Driving With A Purpose said:


> First I want to give credit to “nosurgenodrive” for what was posted in another thread. The thread was about rogue drivers jamming signals. The post was this:
> 
> “every cell phone carrier is azz right now because of their 5G “upgrade”. Dead zones everywhere.”
> 
> ...


Who is your provider? There is a lot going on right now with certain cellphone providers and it’s affecting their network if your not aware.


----------



## Hexonxonx (Dec 11, 2019)

Seamus said:


> Who is your provider? There is a lot going on right now with certain cellphone providers and it’s affecting their network if your not aware.


What is going on?

T-Mobile has been out all weekend in about a 2 block radius in the area I wait for orders in. It's only T-Mobile though.


----------



## Driving With A Purpose (Jul 28, 2020)

My provider is Verizon. 

Also, I meant to say that I do indeed try Airplane mode. That helps perhaps 20-30% of the time.

How long is it gonna take for this 5G network to be built out? I have a feeling it will be a good long while.


----------



## SHalester (Aug 25, 2019)

Driving With A Purpose said:


> How long is it gonna take for this 5G network to be built out?

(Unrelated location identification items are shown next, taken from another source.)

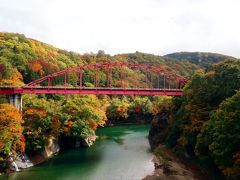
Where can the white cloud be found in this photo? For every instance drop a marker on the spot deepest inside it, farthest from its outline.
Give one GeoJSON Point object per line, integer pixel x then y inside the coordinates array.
{"type": "Point", "coordinates": [117, 26]}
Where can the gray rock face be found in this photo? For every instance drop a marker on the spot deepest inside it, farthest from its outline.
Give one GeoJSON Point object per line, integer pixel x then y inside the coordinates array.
{"type": "Point", "coordinates": [159, 128]}
{"type": "Point", "coordinates": [21, 162]}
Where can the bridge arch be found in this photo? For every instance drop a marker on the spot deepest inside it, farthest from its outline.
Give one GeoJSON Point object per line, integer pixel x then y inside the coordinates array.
{"type": "Point", "coordinates": [140, 76]}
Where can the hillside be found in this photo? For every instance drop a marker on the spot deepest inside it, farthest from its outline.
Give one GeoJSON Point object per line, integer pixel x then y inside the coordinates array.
{"type": "Point", "coordinates": [23, 60]}
{"type": "Point", "coordinates": [203, 59]}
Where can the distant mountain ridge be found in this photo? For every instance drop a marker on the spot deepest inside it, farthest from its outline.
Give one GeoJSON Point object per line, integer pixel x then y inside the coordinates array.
{"type": "Point", "coordinates": [23, 59]}
{"type": "Point", "coordinates": [203, 59]}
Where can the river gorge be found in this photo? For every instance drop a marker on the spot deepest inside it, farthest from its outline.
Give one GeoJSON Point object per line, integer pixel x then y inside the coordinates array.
{"type": "Point", "coordinates": [120, 152]}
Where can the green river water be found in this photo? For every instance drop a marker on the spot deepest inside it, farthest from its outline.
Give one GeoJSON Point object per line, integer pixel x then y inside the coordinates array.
{"type": "Point", "coordinates": [121, 152]}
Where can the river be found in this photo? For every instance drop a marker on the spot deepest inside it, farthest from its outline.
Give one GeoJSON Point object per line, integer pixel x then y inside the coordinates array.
{"type": "Point", "coordinates": [120, 152]}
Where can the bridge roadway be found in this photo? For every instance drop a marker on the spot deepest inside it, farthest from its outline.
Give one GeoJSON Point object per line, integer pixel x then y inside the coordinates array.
{"type": "Point", "coordinates": [87, 90]}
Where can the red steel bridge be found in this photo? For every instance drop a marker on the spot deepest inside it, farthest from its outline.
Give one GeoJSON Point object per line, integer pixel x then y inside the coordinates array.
{"type": "Point", "coordinates": [112, 78]}
{"type": "Point", "coordinates": [119, 78]}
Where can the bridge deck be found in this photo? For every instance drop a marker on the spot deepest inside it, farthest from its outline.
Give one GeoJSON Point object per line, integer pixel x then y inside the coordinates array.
{"type": "Point", "coordinates": [86, 90]}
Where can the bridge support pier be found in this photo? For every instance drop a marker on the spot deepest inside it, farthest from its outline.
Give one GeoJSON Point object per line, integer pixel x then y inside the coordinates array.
{"type": "Point", "coordinates": [16, 100]}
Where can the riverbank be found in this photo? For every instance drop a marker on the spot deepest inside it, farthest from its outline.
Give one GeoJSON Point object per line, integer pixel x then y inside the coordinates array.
{"type": "Point", "coordinates": [168, 166]}
{"type": "Point", "coordinates": [120, 152]}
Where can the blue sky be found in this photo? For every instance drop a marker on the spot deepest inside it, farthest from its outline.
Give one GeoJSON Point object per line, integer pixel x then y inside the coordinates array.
{"type": "Point", "coordinates": [123, 26]}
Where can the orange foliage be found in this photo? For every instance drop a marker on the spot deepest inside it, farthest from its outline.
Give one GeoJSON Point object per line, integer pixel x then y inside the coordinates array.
{"type": "Point", "coordinates": [36, 67]}
{"type": "Point", "coordinates": [35, 111]}
{"type": "Point", "coordinates": [93, 125]}
{"type": "Point", "coordinates": [56, 125]}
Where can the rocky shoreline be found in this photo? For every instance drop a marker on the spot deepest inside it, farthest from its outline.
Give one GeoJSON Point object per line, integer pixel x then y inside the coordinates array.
{"type": "Point", "coordinates": [170, 167]}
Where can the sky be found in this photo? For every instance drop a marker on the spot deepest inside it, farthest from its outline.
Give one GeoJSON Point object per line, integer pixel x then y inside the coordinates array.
{"type": "Point", "coordinates": [126, 26]}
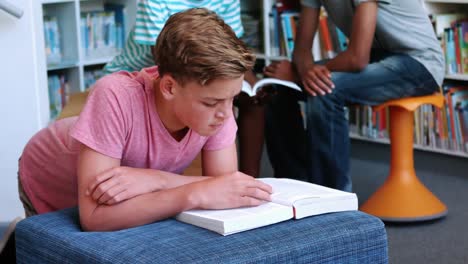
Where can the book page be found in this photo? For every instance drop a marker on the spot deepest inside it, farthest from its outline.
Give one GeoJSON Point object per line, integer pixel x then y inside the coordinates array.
{"type": "Point", "coordinates": [288, 191]}
{"type": "Point", "coordinates": [269, 81]}
{"type": "Point", "coordinates": [247, 88]}
{"type": "Point", "coordinates": [230, 221]}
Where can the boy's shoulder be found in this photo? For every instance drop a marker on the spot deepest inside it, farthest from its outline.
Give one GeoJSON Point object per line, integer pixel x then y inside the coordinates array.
{"type": "Point", "coordinates": [120, 82]}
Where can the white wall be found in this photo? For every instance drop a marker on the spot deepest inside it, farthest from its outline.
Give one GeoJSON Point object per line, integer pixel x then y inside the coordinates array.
{"type": "Point", "coordinates": [19, 100]}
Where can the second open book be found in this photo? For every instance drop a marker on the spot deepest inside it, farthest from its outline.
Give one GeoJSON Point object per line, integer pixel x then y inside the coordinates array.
{"type": "Point", "coordinates": [248, 89]}
{"type": "Point", "coordinates": [290, 199]}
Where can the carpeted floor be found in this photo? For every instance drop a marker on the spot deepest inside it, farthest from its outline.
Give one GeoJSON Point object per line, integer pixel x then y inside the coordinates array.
{"type": "Point", "coordinates": [443, 241]}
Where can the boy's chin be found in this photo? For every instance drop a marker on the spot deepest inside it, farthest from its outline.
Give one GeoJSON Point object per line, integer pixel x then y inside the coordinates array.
{"type": "Point", "coordinates": [206, 132]}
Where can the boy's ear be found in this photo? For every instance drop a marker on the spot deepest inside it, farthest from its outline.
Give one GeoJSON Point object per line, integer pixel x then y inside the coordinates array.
{"type": "Point", "coordinates": [167, 86]}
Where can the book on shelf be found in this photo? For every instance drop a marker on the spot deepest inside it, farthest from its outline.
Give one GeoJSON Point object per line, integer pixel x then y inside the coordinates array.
{"type": "Point", "coordinates": [252, 91]}
{"type": "Point", "coordinates": [291, 199]}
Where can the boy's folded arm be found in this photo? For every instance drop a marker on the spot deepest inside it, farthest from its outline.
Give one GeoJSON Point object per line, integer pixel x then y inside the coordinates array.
{"type": "Point", "coordinates": [143, 208]}
{"type": "Point", "coordinates": [231, 190]}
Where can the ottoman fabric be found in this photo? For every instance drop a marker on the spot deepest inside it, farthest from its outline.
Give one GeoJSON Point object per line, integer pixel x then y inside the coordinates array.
{"type": "Point", "coordinates": [347, 237]}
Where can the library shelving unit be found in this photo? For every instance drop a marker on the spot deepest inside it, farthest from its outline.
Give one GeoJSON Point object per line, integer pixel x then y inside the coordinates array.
{"type": "Point", "coordinates": [73, 61]}
{"type": "Point", "coordinates": [434, 7]}
{"type": "Point", "coordinates": [262, 9]}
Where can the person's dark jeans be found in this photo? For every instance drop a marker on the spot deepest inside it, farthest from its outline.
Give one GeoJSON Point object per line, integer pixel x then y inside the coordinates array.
{"type": "Point", "coordinates": [320, 153]}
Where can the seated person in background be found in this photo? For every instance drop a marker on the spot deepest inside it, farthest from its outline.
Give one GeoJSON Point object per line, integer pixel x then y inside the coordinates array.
{"type": "Point", "coordinates": [138, 131]}
{"type": "Point", "coordinates": [392, 53]}
{"type": "Point", "coordinates": [137, 54]}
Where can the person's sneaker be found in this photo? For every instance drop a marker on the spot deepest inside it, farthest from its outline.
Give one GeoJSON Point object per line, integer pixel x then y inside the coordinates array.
{"type": "Point", "coordinates": [7, 242]}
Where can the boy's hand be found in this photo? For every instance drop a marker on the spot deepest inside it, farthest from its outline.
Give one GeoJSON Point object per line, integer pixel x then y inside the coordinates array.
{"type": "Point", "coordinates": [317, 80]}
{"type": "Point", "coordinates": [230, 191]}
{"type": "Point", "coordinates": [122, 183]}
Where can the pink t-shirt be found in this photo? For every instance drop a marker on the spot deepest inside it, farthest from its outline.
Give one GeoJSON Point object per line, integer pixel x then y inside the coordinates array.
{"type": "Point", "coordinates": [119, 120]}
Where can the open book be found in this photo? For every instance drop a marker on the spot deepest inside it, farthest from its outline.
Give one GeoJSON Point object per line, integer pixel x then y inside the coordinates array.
{"type": "Point", "coordinates": [248, 89]}
{"type": "Point", "coordinates": [290, 199]}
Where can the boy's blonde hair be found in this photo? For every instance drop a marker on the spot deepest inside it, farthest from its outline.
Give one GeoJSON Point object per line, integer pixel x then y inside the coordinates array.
{"type": "Point", "coordinates": [197, 45]}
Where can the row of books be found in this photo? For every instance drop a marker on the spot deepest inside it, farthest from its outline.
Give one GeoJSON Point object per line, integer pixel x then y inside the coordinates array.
{"type": "Point", "coordinates": [455, 46]}
{"type": "Point", "coordinates": [445, 128]}
{"type": "Point", "coordinates": [102, 33]}
{"type": "Point", "coordinates": [59, 90]}
{"type": "Point", "coordinates": [452, 30]}
{"type": "Point", "coordinates": [91, 76]}
{"type": "Point", "coordinates": [52, 40]}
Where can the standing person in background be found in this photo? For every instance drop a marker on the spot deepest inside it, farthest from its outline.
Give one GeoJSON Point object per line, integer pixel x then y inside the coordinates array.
{"type": "Point", "coordinates": [392, 53]}
{"type": "Point", "coordinates": [137, 54]}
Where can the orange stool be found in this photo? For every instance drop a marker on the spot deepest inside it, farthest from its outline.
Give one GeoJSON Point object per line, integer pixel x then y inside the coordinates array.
{"type": "Point", "coordinates": [403, 197]}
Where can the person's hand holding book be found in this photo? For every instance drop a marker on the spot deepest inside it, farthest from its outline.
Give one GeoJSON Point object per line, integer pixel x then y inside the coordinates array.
{"type": "Point", "coordinates": [229, 191]}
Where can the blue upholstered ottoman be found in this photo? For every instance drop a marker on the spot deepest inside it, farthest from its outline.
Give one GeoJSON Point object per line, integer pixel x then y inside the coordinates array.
{"type": "Point", "coordinates": [348, 237]}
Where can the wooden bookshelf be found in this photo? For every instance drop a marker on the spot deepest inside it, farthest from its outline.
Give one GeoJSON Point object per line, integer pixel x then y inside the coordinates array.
{"type": "Point", "coordinates": [457, 77]}
{"type": "Point", "coordinates": [386, 141]}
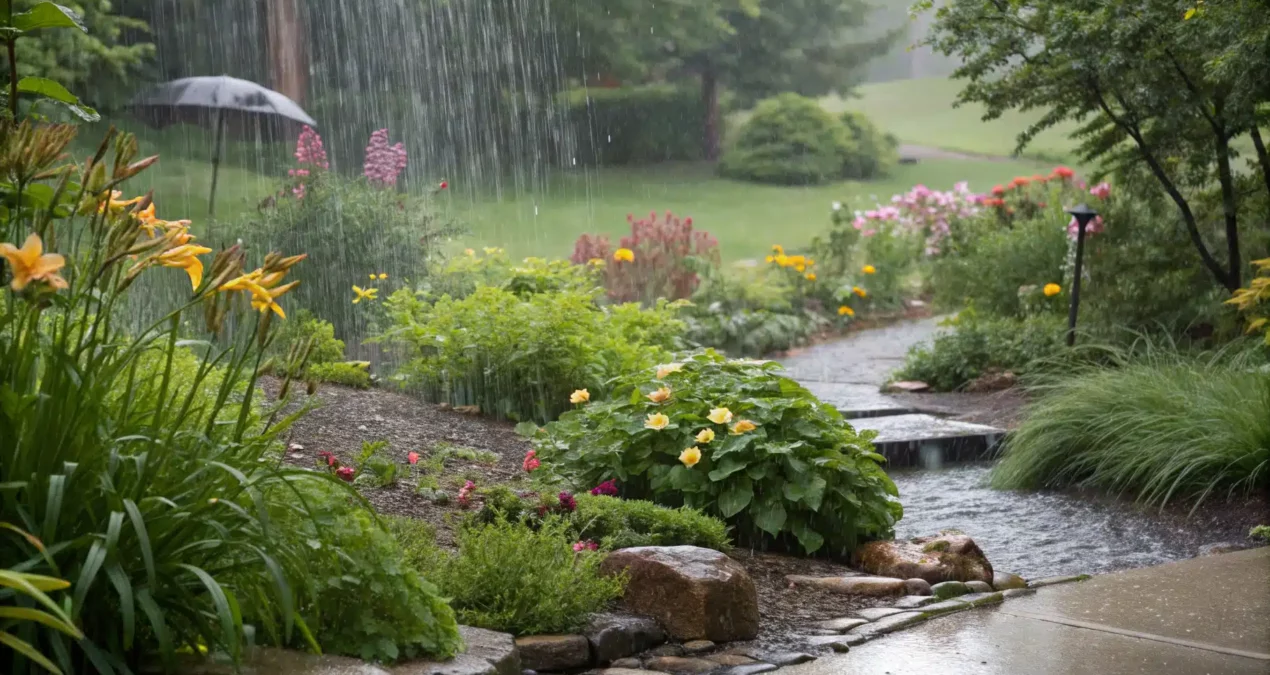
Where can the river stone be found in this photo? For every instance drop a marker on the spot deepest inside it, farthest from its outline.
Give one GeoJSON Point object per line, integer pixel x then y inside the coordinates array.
{"type": "Point", "coordinates": [498, 648]}
{"type": "Point", "coordinates": [1003, 581]}
{"type": "Point", "coordinates": [694, 593]}
{"type": "Point", "coordinates": [614, 636]}
{"type": "Point", "coordinates": [944, 557]}
{"type": "Point", "coordinates": [554, 652]}
{"type": "Point", "coordinates": [873, 614]}
{"type": "Point", "coordinates": [949, 589]}
{"type": "Point", "coordinates": [874, 586]}
{"type": "Point", "coordinates": [842, 626]}
{"type": "Point", "coordinates": [913, 601]}
{"type": "Point", "coordinates": [917, 586]}
{"type": "Point", "coordinates": [680, 664]}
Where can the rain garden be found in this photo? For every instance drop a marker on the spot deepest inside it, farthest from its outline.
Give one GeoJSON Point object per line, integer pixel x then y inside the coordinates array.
{"type": "Point", "coordinates": [467, 352]}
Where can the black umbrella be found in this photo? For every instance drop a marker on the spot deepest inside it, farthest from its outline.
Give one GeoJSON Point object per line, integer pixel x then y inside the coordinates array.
{"type": "Point", "coordinates": [222, 103]}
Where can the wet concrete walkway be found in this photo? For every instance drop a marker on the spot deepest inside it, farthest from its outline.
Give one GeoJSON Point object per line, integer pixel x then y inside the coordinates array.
{"type": "Point", "coordinates": [1204, 615]}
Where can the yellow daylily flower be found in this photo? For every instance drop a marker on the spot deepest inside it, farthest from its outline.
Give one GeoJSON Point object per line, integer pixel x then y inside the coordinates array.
{"type": "Point", "coordinates": [31, 263]}
{"type": "Point", "coordinates": [661, 395]}
{"type": "Point", "coordinates": [365, 294]}
{"type": "Point", "coordinates": [657, 421]}
{"type": "Point", "coordinates": [719, 416]}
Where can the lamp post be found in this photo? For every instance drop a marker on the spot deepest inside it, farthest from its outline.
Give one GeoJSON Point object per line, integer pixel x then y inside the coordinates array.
{"type": "Point", "coordinates": [1083, 215]}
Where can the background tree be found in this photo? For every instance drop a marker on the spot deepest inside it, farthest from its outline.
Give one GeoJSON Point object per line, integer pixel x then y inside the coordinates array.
{"type": "Point", "coordinates": [1152, 89]}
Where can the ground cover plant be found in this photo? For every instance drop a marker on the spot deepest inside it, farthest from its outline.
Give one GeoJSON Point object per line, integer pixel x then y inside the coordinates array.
{"type": "Point", "coordinates": [733, 439]}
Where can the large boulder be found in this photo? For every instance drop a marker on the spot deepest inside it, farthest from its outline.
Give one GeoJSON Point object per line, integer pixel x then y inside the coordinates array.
{"type": "Point", "coordinates": [944, 557]}
{"type": "Point", "coordinates": [694, 593]}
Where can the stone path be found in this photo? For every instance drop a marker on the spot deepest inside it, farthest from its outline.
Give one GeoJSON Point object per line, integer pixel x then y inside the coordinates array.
{"type": "Point", "coordinates": [848, 373]}
{"type": "Point", "coordinates": [1203, 615]}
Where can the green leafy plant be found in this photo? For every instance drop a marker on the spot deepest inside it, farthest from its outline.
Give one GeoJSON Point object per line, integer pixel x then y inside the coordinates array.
{"type": "Point", "coordinates": [737, 440]}
{"type": "Point", "coordinates": [507, 576]}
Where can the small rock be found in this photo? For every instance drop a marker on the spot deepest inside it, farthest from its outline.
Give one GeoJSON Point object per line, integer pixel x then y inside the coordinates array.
{"type": "Point", "coordinates": [730, 660]}
{"type": "Point", "coordinates": [917, 586]}
{"type": "Point", "coordinates": [694, 593]}
{"type": "Point", "coordinates": [697, 646]}
{"type": "Point", "coordinates": [873, 614]}
{"type": "Point", "coordinates": [1052, 581]}
{"type": "Point", "coordinates": [908, 387]}
{"type": "Point", "coordinates": [554, 652]}
{"type": "Point", "coordinates": [843, 624]}
{"type": "Point", "coordinates": [788, 659]}
{"type": "Point", "coordinates": [678, 664]}
{"type": "Point", "coordinates": [1003, 581]}
{"type": "Point", "coordinates": [873, 586]}
{"type": "Point", "coordinates": [913, 601]}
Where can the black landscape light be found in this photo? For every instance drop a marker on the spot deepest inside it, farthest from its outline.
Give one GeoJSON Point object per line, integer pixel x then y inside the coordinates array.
{"type": "Point", "coordinates": [1083, 215]}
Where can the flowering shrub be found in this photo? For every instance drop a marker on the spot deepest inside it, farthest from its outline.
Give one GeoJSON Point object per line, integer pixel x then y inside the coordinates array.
{"type": "Point", "coordinates": [653, 261]}
{"type": "Point", "coordinates": [737, 440]}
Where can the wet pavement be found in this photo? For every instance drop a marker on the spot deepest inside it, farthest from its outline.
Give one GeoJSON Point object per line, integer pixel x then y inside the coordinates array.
{"type": "Point", "coordinates": [1205, 615]}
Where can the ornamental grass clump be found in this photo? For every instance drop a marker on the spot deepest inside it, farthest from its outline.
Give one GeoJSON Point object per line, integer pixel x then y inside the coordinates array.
{"type": "Point", "coordinates": [737, 440]}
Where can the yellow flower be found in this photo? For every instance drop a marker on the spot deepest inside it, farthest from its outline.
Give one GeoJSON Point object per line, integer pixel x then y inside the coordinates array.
{"type": "Point", "coordinates": [31, 263]}
{"type": "Point", "coordinates": [662, 371]}
{"type": "Point", "coordinates": [186, 257]}
{"type": "Point", "coordinates": [365, 294]}
{"type": "Point", "coordinates": [657, 421]}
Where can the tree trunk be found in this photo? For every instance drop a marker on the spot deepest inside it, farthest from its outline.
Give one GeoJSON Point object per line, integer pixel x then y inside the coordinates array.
{"type": "Point", "coordinates": [288, 50]}
{"type": "Point", "coordinates": [710, 101]}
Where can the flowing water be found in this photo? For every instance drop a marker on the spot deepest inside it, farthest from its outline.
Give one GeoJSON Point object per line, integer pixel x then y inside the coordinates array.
{"type": "Point", "coordinates": [1034, 534]}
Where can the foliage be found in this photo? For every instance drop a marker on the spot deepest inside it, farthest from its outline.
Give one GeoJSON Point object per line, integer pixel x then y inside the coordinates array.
{"type": "Point", "coordinates": [612, 523]}
{"type": "Point", "coordinates": [523, 581]}
{"type": "Point", "coordinates": [1157, 88]}
{"type": "Point", "coordinates": [659, 259]}
{"type": "Point", "coordinates": [636, 125]}
{"type": "Point", "coordinates": [520, 357]}
{"type": "Point", "coordinates": [978, 345]}
{"type": "Point", "coordinates": [733, 439]}
{"type": "Point", "coordinates": [1160, 426]}
{"type": "Point", "coordinates": [363, 599]}
{"type": "Point", "coordinates": [789, 140]}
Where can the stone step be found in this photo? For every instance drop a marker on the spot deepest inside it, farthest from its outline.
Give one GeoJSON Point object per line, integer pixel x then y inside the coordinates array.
{"type": "Point", "coordinates": [912, 440]}
{"type": "Point", "coordinates": [857, 401]}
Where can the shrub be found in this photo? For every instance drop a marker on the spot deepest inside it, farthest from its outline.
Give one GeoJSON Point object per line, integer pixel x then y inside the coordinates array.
{"type": "Point", "coordinates": [636, 125]}
{"type": "Point", "coordinates": [514, 579]}
{"type": "Point", "coordinates": [610, 521]}
{"type": "Point", "coordinates": [733, 439]}
{"type": "Point", "coordinates": [661, 258]}
{"type": "Point", "coordinates": [521, 357]}
{"type": "Point", "coordinates": [1161, 427]}
{"type": "Point", "coordinates": [977, 345]}
{"type": "Point", "coordinates": [790, 140]}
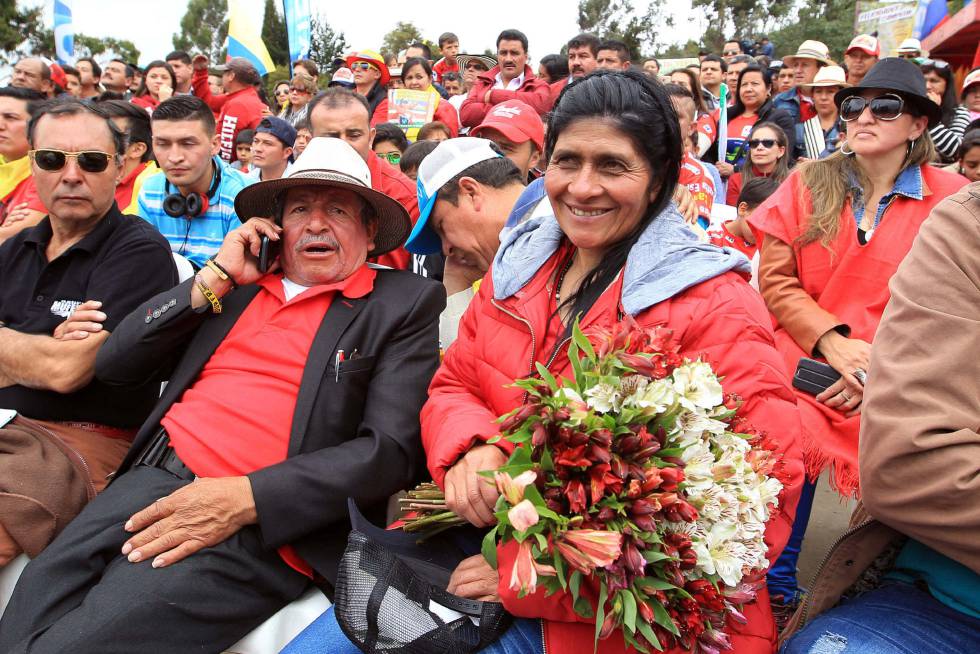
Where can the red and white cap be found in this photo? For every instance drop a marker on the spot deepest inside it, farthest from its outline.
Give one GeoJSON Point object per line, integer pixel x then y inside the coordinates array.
{"type": "Point", "coordinates": [516, 120]}
{"type": "Point", "coordinates": [865, 43]}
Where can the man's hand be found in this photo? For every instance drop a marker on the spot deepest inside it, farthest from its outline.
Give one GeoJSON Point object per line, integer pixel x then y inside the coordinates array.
{"type": "Point", "coordinates": [234, 253]}
{"type": "Point", "coordinates": [198, 515]}
{"type": "Point", "coordinates": [685, 203]}
{"type": "Point", "coordinates": [84, 320]}
{"type": "Point", "coordinates": [470, 495]}
{"type": "Point", "coordinates": [473, 578]}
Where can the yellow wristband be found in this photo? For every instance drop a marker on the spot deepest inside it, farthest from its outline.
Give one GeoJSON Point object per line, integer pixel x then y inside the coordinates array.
{"type": "Point", "coordinates": [208, 293]}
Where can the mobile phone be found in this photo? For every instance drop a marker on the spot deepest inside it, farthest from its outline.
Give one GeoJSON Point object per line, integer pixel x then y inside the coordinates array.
{"type": "Point", "coordinates": [268, 252]}
{"type": "Point", "coordinates": [814, 377]}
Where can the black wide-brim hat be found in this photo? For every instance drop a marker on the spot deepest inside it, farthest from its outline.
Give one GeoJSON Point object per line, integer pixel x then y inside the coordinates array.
{"type": "Point", "coordinates": [899, 76]}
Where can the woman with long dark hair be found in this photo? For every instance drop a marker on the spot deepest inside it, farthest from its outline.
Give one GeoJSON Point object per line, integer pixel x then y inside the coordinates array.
{"type": "Point", "coordinates": [615, 245]}
{"type": "Point", "coordinates": [753, 104]}
{"type": "Point", "coordinates": [159, 82]}
{"type": "Point", "coordinates": [941, 87]}
{"type": "Point", "coordinates": [835, 232]}
{"type": "Point", "coordinates": [768, 156]}
{"type": "Point", "coordinates": [417, 76]}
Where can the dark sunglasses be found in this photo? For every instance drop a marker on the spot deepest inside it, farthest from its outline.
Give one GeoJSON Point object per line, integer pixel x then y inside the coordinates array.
{"type": "Point", "coordinates": [883, 107]}
{"type": "Point", "coordinates": [91, 161]}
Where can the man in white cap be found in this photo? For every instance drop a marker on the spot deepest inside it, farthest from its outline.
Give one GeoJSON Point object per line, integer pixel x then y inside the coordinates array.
{"type": "Point", "coordinates": [810, 57]}
{"type": "Point", "coordinates": [466, 189]}
{"type": "Point", "coordinates": [289, 391]}
{"type": "Point", "coordinates": [862, 53]}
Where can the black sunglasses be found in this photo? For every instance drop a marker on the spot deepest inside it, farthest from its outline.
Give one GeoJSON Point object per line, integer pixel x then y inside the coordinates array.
{"type": "Point", "coordinates": [91, 161]}
{"type": "Point", "coordinates": [883, 107]}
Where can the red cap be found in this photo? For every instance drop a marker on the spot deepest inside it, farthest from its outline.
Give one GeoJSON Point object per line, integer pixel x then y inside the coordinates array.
{"type": "Point", "coordinates": [516, 120]}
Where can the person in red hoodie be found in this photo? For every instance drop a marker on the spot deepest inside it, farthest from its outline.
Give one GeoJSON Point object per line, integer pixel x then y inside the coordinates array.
{"type": "Point", "coordinates": [344, 114]}
{"type": "Point", "coordinates": [239, 108]}
{"type": "Point", "coordinates": [510, 79]}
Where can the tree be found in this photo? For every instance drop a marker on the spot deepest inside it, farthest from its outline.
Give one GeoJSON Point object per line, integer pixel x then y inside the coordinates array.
{"type": "Point", "coordinates": [326, 44]}
{"type": "Point", "coordinates": [403, 35]}
{"type": "Point", "coordinates": [204, 28]}
{"type": "Point", "coordinates": [617, 19]}
{"type": "Point", "coordinates": [274, 34]}
{"type": "Point", "coordinates": [744, 19]}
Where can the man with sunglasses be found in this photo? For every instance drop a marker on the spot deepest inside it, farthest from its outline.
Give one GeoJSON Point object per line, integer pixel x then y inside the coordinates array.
{"type": "Point", "coordinates": [371, 77]}
{"type": "Point", "coordinates": [85, 262]}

it would certainly help when the next iPhone comes out with 5G support. More people clamoring for 5G support.


----------



## Vernited (Sep 6, 2018)

I am sorry, what? did someone say something?


----------



## Amos69 (May 17, 2019)

Most times my phone sys 5G, my service speed droops to 3 G


----------



## LACheckerDr (Apr 22, 2015)

Install nPerf. It has a detailed color coded network map for all providers/networks. Quality service map is crowdsourced vs linked to the one provided by phone company.


----------



## Driving With A Purpose (Jul 28, 2020)

LACheckerDr said:


> Install nPerf. It has a detailed color coded network map for all providers/networks. Quality service map is crowdsourced vs linked to the one provided by phone company.


I use an iPhone. Is there a decent free version? Do you know which one?


----------



## LACheckerDr (Apr 22, 2015)

Driving With A Purpose said:


> I use an iPhone. Is there a decent free version? Do you know which one?


Just checked and nPerf has an IOS version in the app store. Should be free.


----------